Hyungjin Kim, PhD (Professor)

DNA damage repair and cancer therapeutics

Our laboratory aims to elucidate the fundamental mechanisms of DNA repair with the goal of developing anti-cancer targets and biomarkers for therapeutic benefit. Genome instability, defined by a high frequency of DNA mutations primarily caused by defective DNA repair, is one of the most pervasive characteristics of cancer, contributing to the pathogenesis of both hereditary and sporadic cancers. The DNA repair system functions as a critical tumor suppressor network that preserves genomic integrity, thereby preventing the onset and progression of tumors. Therapeutic interventions that exploit dysregulated DNA repair in cancer can induce synthetic lethality (exemplified by the FDA approval of PARP inhibitors to treat advanced ovarian cancer with defective BRCA1/2 genes) or augment the efficacy of cytotoxic chemotherapy. Thus, understanding the regulatory networks of DNA repair will not only provide insights into cancer etiology driven by genome instability, but also facilitate the development of novel cancer therapeutics. Using cellular, biochemical, and genetic approaches, we are investigating mechanisms of genome maintenance at DNA replication forks and pathways of genotoxicity triggered by anti-cancer therapies.

1. Mechanisms of the DNA replications stress response

Achieving accurate genome duplication is a challenging task for the DNA replication machinery. Failure to overcome various replication-blocking obstacles causes perturbations of DNA synthesis, collectively referred to as DNA replication stress. Increased formation of aberrant replication fork structures due to the loss of the replication stress response pathways leads to deleterious mutational events that are associated with genome instability and tumorigenesis. As such, elevated DNA replication stress is prevalent in cancer. However, this also provides a therapeutic opportunity where we can exacerbate the replication stress of cancer cells to achieve specific killing of cancer cells. Our research focus on defining the regulatory axis of the DNA replication stress signaling orchestrated by the DNA damage response kinases and the DNA replication machinery, including TIMELESS (TIM)-TIPIN in the fork protection complex (FPC) and other emerging players at DNA replication forks. Fundamental knowledge on the DNA replication and stress responses will provide opportunities to exploit the DNA replication vulnerabilities of cancer cells for therapy.

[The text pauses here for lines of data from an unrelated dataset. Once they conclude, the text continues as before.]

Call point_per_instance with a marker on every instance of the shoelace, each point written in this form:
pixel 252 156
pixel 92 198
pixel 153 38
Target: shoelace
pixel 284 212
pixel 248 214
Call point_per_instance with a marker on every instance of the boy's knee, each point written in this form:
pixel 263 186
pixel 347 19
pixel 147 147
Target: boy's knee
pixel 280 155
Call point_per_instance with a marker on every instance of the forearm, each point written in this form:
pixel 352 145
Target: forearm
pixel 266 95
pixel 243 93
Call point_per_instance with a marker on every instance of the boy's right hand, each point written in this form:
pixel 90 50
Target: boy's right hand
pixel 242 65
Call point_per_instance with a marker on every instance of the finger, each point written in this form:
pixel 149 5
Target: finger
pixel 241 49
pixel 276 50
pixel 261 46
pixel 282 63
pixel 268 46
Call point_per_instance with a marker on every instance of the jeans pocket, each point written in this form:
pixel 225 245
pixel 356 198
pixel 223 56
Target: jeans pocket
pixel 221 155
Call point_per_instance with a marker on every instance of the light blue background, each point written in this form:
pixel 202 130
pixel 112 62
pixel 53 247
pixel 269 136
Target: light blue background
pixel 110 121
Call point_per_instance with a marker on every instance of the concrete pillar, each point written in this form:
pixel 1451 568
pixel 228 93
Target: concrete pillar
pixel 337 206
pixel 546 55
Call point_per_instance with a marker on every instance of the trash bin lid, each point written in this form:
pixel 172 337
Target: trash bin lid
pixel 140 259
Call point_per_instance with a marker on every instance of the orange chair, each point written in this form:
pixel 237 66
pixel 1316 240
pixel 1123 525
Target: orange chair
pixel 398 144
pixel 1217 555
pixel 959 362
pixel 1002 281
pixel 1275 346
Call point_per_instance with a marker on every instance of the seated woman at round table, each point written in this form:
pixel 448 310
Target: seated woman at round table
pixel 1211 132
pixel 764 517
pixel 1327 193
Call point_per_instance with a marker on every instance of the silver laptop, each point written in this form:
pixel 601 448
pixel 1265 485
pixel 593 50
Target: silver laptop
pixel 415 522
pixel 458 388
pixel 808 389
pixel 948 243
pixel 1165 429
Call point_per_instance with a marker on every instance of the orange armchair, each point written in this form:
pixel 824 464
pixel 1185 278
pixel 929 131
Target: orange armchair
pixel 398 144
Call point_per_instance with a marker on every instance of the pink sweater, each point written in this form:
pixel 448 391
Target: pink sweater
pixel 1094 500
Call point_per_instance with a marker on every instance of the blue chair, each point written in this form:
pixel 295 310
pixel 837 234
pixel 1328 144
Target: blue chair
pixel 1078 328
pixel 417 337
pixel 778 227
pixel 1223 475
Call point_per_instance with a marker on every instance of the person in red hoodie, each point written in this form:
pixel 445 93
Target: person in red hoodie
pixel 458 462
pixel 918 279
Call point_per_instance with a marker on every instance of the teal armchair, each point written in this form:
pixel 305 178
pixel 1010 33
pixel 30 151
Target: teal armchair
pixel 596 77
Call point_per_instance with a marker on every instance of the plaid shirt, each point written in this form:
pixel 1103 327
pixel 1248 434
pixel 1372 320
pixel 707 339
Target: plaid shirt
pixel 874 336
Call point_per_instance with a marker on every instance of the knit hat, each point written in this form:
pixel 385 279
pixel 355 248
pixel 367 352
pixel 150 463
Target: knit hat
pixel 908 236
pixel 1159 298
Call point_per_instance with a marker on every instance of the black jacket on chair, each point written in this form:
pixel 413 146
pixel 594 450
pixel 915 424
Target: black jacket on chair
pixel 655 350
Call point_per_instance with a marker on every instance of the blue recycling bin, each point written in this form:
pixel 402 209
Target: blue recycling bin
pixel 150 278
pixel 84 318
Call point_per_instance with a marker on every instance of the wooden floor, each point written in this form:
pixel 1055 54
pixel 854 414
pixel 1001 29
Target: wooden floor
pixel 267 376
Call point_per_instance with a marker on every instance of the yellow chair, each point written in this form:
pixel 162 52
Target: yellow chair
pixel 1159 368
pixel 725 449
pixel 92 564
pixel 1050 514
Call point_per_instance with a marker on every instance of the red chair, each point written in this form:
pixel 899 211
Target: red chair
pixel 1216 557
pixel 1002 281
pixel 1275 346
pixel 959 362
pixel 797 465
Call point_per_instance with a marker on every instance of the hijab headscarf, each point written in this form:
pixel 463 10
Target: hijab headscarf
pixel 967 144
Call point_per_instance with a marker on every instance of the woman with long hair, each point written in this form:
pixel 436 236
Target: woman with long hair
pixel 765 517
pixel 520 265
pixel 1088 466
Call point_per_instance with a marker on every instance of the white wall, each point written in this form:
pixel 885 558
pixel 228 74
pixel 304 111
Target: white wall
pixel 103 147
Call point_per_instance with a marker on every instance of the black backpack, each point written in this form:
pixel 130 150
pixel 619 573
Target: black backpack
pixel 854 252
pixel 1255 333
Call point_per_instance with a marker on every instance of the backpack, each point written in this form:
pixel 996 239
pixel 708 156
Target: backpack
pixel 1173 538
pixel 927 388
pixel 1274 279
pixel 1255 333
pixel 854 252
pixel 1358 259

2. Exploiting DNA replication vulnerability for cancer therapy

Exacerbating replication-associated DNA lesions is the outcome of many traditional cytotoxic chemotherapies and DNA replication checkpoint inhibitors, including topoisomerase inhibitors, ATR inhibitors, and CHK1 inhibitors, as well as PARP inhibitors specific for BRCA1/2 mutations. However, they often induce a reversible form of growth arrest known as therapy-induced senescence (TIS). TIS promotes drug resistance and stemness, while the senescence-associated secretory phenotype (SASP) creates a proinflammatory niche for aggressive tumor progression. Because TIS is reversible, cells can potentially be reprogrammed toward cell death. We previously showed that TIM degradation synergizes with ATR inhibition to trigger DNA replication catastrophe, shifting cell fate from TIS to death. We are interested in elucidating the molecular "decision" between survival and death; Knowledge from this study will help develop rational drug combinations or new strategies to prevent tumor dormancy and render cells more responsive to conventional or targeted therapies.

3. Pathways of oncogene-induced senescence and transformation

In early lesions, oncogenic stimuli like RAS trigger oncogene-induced senescence (OIS) as a barrier to malignancy. Establishing OIS depends on a sustained DNA damage response arising from replication stress. Malignant progression requires escaping senescence and inactivating the DNA damage response, accelerating carcinogenesis via genome instability. However, how oncogenic signaling impairs replication fork integrity and disrupts protection mechanisms, such as fork reversal, remains unclear. We are investigating this link between oncogenic signaling and fork protection using HRAS and KRAS prostate cancer organoid/mouse models.